The Jakarta Post
Prisoners across Indonesia are producing protective gear such as masks, face shields, head covers, gowns and aprons to fulfill demand in the country’s mitigation efforts against COVID-19.
According to the Law and Human Rights Ministry’s director general of correctional facilities, Nugroho, the protective gear will be prioritized for prisoners and prison workers that are susceptible to contracting the disease.
“For prisons or detention centers that are able to produce them on a large scale, it does not rule out the possibility [for the protective gear] to be distributed. We all must unite to fight the coronavirus,” Nugroho said in a written statement on Wednesday.
Spare protective gear will be given to medical workers or local administration offices.
Inmates of Lhoksukon prison in North Aceh regency in Aceh, for example, have been distributing their self-made masks to some regions in the province.
Currently, 70 prisons are producing facemasks; some are capable of producing face shields, head covers, gowns and aprons.
Prisoners in Bengkulu's women's correctional facility make personal protective equipment for medical workers. (Courtesy of Law and Human Right Ministry Directorate General of Corrections/-)
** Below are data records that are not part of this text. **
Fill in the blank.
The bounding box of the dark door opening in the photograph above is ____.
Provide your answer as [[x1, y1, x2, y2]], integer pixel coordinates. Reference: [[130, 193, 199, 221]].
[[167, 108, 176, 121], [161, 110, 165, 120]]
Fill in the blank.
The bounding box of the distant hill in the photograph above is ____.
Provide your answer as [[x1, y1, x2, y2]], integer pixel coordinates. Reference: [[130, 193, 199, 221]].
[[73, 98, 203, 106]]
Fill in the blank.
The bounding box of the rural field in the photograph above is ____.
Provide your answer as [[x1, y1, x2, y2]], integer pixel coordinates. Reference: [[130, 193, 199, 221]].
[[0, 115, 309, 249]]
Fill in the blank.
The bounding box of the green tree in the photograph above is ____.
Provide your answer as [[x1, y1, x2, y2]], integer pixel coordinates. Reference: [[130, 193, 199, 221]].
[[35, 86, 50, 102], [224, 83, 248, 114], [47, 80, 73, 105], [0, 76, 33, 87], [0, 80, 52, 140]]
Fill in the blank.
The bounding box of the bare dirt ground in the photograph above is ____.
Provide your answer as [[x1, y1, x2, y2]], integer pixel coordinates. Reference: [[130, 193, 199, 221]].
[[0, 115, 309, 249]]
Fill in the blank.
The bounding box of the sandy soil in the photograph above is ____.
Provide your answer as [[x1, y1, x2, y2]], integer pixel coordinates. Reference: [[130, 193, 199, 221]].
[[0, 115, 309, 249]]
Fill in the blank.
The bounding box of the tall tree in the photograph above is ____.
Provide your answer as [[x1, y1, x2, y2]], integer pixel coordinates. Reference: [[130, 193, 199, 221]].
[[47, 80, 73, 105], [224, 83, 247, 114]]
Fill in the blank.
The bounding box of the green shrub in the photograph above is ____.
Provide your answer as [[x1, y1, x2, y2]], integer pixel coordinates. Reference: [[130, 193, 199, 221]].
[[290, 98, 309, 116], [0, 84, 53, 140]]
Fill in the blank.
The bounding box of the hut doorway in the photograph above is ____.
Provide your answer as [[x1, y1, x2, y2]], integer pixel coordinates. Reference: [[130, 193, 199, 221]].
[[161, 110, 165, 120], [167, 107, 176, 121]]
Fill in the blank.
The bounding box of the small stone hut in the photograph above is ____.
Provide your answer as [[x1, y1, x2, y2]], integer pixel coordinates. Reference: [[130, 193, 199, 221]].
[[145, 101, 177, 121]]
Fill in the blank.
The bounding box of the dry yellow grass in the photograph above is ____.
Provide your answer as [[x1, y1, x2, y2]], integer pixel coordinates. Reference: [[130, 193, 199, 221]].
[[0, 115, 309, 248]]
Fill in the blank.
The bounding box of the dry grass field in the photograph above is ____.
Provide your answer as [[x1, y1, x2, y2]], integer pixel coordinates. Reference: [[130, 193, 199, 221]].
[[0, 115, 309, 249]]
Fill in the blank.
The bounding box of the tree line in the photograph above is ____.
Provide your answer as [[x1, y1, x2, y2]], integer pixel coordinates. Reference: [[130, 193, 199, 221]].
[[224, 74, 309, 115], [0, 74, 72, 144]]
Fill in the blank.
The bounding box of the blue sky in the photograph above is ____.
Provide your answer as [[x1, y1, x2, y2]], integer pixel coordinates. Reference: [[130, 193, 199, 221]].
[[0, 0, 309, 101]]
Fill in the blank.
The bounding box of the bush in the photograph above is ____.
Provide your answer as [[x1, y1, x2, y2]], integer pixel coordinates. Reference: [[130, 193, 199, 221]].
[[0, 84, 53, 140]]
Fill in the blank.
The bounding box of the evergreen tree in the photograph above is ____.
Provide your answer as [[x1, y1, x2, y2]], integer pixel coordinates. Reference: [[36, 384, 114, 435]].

Women prisoners in Semarang, Central Java, are making 500 cloth masks a day and women prisoners in Pekanbaru, Riau, are producing dozens of gowns and aprons every day
Additionally, prisoners of Binjai Prison in South Sulawesi are able to produce 100 face shields and 50 headcovers every day.
Other than personal protective equipment, the prisoners also make healthcare supplies such as disinfectant and antiseptic spray, hand sanitizer, sterilizing chambers, intravenous (IV) poles and stretchers.
For example, a prison in Malang, East Java, has been producing 100 liters of antiseptic liquid and hand sanitizer every day.
Additionally, a prison in Polewali Mandar Regency, West Sulawesi can produce three IV poles and one stretcher every day, and a prison in Tasikmalaya, West Java can produce two sterilization chambers a week.
The Correctional Facilities Directorate General has also taken measures to curb COVID-19 transmission in prisons, such as installing sterilization chambers and conducting virtual visits and trials in prison using video calls.
“Everyone who goes in and out of prisons or detention centers is required to wash their hands and enter the sterilization chamber, which is now available in all prisons and detention centers,” said the directorate general’s secretary, Ibnu Chuldun, adding that prisons had also prepared isolation blocks for prisoners under observation for COVID-19.
According to the Law and Human Rights Ministry's February data, 524 prisons and detention centers across the country hold 268,919 inmates, including some 60,000 detainees, more than double the maximum capacity of 132,107 inmates with a national average occupancy rate of 104 percent.
Due to the overcrowding, Law and Human Rights Minister Yasonna Laoly suggested that 50,000 inmates should be released to mitigate a COVID-19 contagion. Chronic overcrowding in the national prison system, combined with poor management and a shortage of wardens, has also led to frequent prison riots.